Estimating AWS Infrastructure Cost from Terraform Templates

I had this idea while prototyping some infrastructure management with Terraform. Wouldn’t it be useful to know how expensive your infrastructure was going to be before you launched it? With tools like Terraform, CloudFormation, and others, you can “codify” your infrastructure, and having infrastructure that can be parsed with code should allow us to do exactly that price estimation. I had assumed AWS had a pricing API when I set out on this task, only to discover that I basically had to write my own.

AWS does not make price estimation easy for you. They do have something that they call a Price List API, however, it’s not something you can query directly. You can get all the pricing data for a single service, such as EC2, but that’s a relatively large data set. If you want to get the pricing data for a particular size of instance, in a particular region, for example, that’s not directly possible. You have to get all the data, even if you’re only interested in a small part of it.

I ended up writing three projects to accomplish this. First, I needed a way to ingest the pricing data into a database, this simple python script does that for me: https://github.com/Bjorn248/aws_pricing_data_ingestor. The reason I used MariaDB instead of Postgres was because the CSV provided by AWS was not directly compatible with LOAD DATA LOCAL INFILE in Postgres, because of the way the CSV was quoted. MariaDB does the job just fine. One thing I noticed while writing this was that the pricing data in AWS was actually updated quite frequently. They are constantly adding new services and columns to existing tables, so I had to implement schema generation inside the ingestion script to be able to keep up with AWS. The benefit of this is that I won’t have to change the script or any static schema going forward, and if AWS adds any new services, my script should work just fine. This script runs daily in lambda to ingest the latest pricing data into a RDS MariaDB instance.

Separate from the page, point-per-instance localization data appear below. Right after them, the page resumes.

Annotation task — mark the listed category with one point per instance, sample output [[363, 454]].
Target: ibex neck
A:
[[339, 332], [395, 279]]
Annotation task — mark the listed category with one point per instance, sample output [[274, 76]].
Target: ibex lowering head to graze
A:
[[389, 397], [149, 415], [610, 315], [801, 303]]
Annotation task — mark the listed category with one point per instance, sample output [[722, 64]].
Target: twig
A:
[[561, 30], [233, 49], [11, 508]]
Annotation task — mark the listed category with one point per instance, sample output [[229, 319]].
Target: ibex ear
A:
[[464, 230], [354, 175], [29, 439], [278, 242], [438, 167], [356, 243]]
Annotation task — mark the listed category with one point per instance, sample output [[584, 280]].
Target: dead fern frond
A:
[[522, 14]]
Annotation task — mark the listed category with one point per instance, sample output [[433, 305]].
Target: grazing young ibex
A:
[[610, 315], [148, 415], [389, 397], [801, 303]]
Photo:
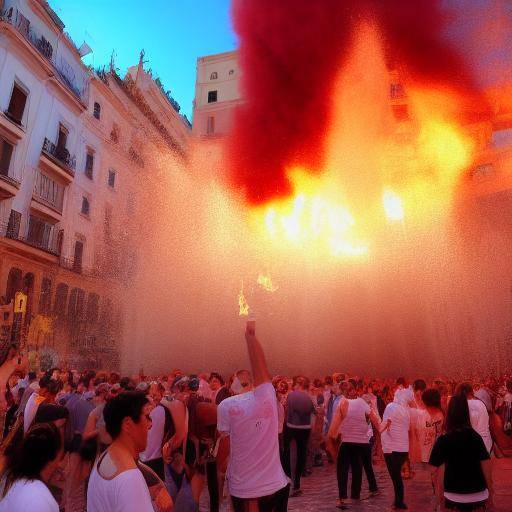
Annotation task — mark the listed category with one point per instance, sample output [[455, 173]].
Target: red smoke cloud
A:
[[291, 52]]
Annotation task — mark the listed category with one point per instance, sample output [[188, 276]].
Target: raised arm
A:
[[256, 356]]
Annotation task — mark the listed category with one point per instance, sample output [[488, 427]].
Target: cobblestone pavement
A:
[[320, 492]]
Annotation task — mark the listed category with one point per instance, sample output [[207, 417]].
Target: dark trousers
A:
[[277, 502], [157, 465], [213, 485], [350, 457], [368, 468], [301, 436], [394, 463]]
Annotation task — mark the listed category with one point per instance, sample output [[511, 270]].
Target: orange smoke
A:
[[396, 151]]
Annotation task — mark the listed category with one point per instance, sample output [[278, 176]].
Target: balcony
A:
[[47, 197], [76, 266], [63, 72], [59, 160], [40, 235], [9, 183]]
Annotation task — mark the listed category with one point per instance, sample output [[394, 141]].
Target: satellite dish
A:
[[84, 50]]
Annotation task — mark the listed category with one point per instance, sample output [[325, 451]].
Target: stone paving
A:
[[320, 491]]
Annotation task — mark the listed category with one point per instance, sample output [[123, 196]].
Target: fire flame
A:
[[382, 163], [242, 303], [266, 283]]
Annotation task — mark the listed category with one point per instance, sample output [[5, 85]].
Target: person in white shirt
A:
[[24, 484], [117, 483], [396, 423], [477, 413], [152, 455], [251, 421], [351, 419]]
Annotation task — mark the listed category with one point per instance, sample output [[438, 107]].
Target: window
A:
[[78, 255], [86, 207], [107, 222], [17, 104], [210, 125], [114, 134], [45, 47], [39, 233], [401, 112], [62, 139], [60, 241], [97, 110], [14, 283], [91, 314], [61, 300], [111, 178], [89, 163], [396, 91], [6, 149], [45, 296], [76, 305], [13, 227]]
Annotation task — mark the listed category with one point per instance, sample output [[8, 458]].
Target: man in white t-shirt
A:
[[396, 423], [251, 421], [351, 419], [477, 413], [152, 455], [117, 483]]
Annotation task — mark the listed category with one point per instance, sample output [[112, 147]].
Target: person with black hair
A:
[[466, 483], [48, 390], [250, 420], [477, 412], [118, 481], [219, 390], [24, 483]]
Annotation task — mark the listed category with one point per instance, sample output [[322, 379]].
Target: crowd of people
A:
[[99, 442]]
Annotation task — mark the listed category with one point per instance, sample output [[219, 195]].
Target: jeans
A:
[[350, 456], [368, 468], [394, 463], [277, 502], [301, 436]]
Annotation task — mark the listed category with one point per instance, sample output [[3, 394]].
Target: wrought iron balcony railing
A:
[[59, 153], [64, 72]]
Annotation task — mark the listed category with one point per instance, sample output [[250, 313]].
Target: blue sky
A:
[[173, 34]]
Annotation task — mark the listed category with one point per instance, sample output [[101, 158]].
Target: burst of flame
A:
[[377, 168], [266, 283], [392, 205], [312, 217], [242, 303]]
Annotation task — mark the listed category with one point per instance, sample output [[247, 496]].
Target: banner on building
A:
[[6, 321]]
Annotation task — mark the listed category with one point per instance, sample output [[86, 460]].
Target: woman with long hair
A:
[[24, 484], [465, 484]]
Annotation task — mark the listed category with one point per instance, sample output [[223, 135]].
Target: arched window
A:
[[97, 110], [61, 300], [76, 305], [45, 296], [92, 308], [14, 283], [28, 290]]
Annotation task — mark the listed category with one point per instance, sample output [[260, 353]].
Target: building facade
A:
[[217, 94], [77, 147]]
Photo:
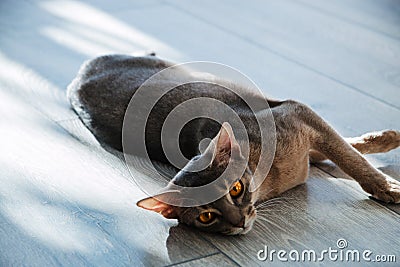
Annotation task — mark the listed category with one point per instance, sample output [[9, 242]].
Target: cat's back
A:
[[103, 87]]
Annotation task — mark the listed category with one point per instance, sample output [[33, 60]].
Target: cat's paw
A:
[[387, 190]]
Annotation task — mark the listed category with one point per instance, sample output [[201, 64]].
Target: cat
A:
[[101, 93]]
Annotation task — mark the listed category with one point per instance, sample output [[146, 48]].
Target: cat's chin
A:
[[239, 231]]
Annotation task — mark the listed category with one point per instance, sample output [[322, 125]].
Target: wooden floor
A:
[[66, 201]]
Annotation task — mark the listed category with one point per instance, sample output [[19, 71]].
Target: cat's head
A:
[[233, 213]]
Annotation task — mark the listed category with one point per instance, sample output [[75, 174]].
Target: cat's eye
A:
[[237, 189], [207, 217]]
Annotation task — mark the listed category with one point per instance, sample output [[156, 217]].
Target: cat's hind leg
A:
[[369, 143], [327, 141]]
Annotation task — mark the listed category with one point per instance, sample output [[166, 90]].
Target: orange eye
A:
[[237, 189], [207, 217]]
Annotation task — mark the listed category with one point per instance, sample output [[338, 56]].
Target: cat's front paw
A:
[[387, 191]]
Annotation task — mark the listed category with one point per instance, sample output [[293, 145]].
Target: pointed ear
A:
[[225, 144], [156, 204]]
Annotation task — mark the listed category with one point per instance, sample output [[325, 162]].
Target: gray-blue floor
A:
[[66, 201]]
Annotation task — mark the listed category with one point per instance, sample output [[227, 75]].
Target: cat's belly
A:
[[291, 163]]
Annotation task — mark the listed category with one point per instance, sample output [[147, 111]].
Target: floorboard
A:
[[66, 201]]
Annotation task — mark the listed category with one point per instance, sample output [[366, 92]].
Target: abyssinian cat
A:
[[104, 86]]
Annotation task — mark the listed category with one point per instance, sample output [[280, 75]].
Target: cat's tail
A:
[[369, 143]]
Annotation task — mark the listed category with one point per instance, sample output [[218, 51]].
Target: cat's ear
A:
[[157, 204], [224, 145]]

The second project I wrote was an API to expose the data in MariaDB. The code can be found here: https://github.com/Bjorn248/graphql_aws_pricing_api and the publicly accessible endpoint can be found here: https://fvaexi95f8.execute-api.us-east-1.amazonaws.com/Dev/graphql/. You can send POST requests to that with valid graphql request bodies and get real pricing data! It takes about 10 seconds to warm up lambda so be patient for that first response. I decided to use GraphQL because that would allow the client to use all the flexibility offered therein to tell the API which data it needs and how it needs it. I also had to do GraphQL schema generation inside the API, which happens every time it is launched. I know that I did not write very well optimized code here, and would appreciate any feedback, but it does the job for the purpose of getting data for Terraform cashier, the tool that started this whole journey. Another thing that came to mind as I finished the API was that anyone can use the API for their own project. They could write a similar tool for CloudFormation, or use it in ways that I had never dreamed of. The API was probably the best and most generally usable thing that I made during this process, despite its disappointing lack of performance optimization.

The third and final leg of the journey was Terraform Cashier, the tool that I wanted to write in the first place. The code for the cashier app can be found here: https://github.com/Bjorn248/terraform_cashier. This parses the output file of a terraform plan, as suggested by PatrikKarisch. My goal was to estimate cost before launch, not after. Many existing tools, even AWS themselves, tell you how much things cost after you launch them, so I figured the real value would come from the ability to estimate cost before launching anything.

For now, my journey into AWS price estimation from Terraform templates has ended. I’ve decided that the three projects that came out of it are stable enough for my personal use but I thought I’d share the journey and use this opportunity to gauge the interest for pre-launch price estimation from codified infrastructure and the pricing API.